Belastingrecht, enkelvoudige kamer
Locatie: Breda
Zaaknummers BRE 19/5607, 19/5608 en 19/5609
uitspraak van 18 maart 2020
Uitspraak als bedoeld in artikel 8:54 van de Algemene wet bestuursrecht (Awb) in de gedingen tussen
[belanghebbende], wonende te [woonplaats],
belanghebbende,
en
de inspecteur van de Belastingdienst,
de inspecteur.

1.Motivering

Belanghebbende heeft een beroepschrift ingediend betreffende de naheffingsaanslagen motorrijtuigenbelasting met aanslagnummer [aanslagnummer].Y.9, [aanslagnummer].Y.8.4 en [aanslagnummer].Y.8.3 en de bij beschikkingen opgelegde boetes. Hiervoor is belanghebbende eenmaal griffierecht verschuldigd van € 47,00. De griffier heeft belanghebbende daarover schriftelijk geïnformeerd.
De griffier heeft belanghebbende in een aangetekende brief van 23 december 2019 nogmaals gewezen op de verschuldigdheid van het griffierecht.
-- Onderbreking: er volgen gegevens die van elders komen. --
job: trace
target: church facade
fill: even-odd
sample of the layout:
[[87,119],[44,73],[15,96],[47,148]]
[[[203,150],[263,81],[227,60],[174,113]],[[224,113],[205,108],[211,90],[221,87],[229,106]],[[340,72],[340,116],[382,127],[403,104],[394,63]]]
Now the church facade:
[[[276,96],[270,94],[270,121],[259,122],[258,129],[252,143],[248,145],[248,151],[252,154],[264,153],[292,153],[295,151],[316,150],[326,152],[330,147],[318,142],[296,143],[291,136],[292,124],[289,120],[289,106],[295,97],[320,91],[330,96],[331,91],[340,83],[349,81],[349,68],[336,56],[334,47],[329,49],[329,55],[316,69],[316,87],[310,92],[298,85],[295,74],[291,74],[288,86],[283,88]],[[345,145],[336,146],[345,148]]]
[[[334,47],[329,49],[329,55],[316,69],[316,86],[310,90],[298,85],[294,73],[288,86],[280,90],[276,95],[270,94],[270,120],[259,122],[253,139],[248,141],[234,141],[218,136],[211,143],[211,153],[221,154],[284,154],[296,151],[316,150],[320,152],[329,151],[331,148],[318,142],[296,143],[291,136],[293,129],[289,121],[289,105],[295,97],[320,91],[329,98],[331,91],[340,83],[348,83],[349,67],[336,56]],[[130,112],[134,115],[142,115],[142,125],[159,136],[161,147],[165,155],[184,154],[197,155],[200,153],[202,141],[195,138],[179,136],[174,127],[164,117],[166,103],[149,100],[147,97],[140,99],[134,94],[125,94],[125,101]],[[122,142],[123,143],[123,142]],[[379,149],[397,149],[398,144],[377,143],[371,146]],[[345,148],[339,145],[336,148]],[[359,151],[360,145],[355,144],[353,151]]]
De brief vermeldt dat niet-ontvankelijkverklaring kan volgen, indien het griffierecht niet binnen vier weken na dagtekening van de brief is overgemaakt op de in de brief vermelde bankrekening. Volgens gegevens van Track&Trace van PostNL is de brief afgeleverd op het door belanghebbende opgegeven adres.
Uit de administratie van de rechtbank blijkt dat het griffierecht niet is ontvangen. De beroepen zijn daarom kennelijk niet-ontvankelijk op grond van artikel 8:41, zesde lid, van de Awb.
Er is geen aanleiding voor een proceskostenveroordeling.

2.Beslissing

De rechtbank verklaart de beroepen niet-ontvankelijk.
Deze uitspraak is gedaan door mr. M.R.T. Pauwels, rechter, in aanwezigheid van mr. L.M. de Leeuw van Weenen, griffier, op 18 maart 2020. Als gevolg van maatregelen rondom het Corona-virus is deze uitspraak niet uitgesproken op een openbare uitsprakenzitting maar wordt deze uitspraak gepubliceerd op www.rechtspraak.nl.
De griffier, De rechter,
(De griffier is verhinderd (Was getekend)
de uitspraak te ondertekenen)
mr. L.M. de Leeuw van Weenen mr. M.R.T. Pauwels
Afschrift aangetekend verzonden aan partijen op:
Rechtsmiddel
Tegen deze uitspraak kan binnen zes weken na de datum van verzending verzet worden gedaan bij de rechtbank (artikel 8:55 Awb). De indiener van het verzetschrift kan daarbij vragen in de gelegenheid te worden gesteld over het verzet te worden gehoord.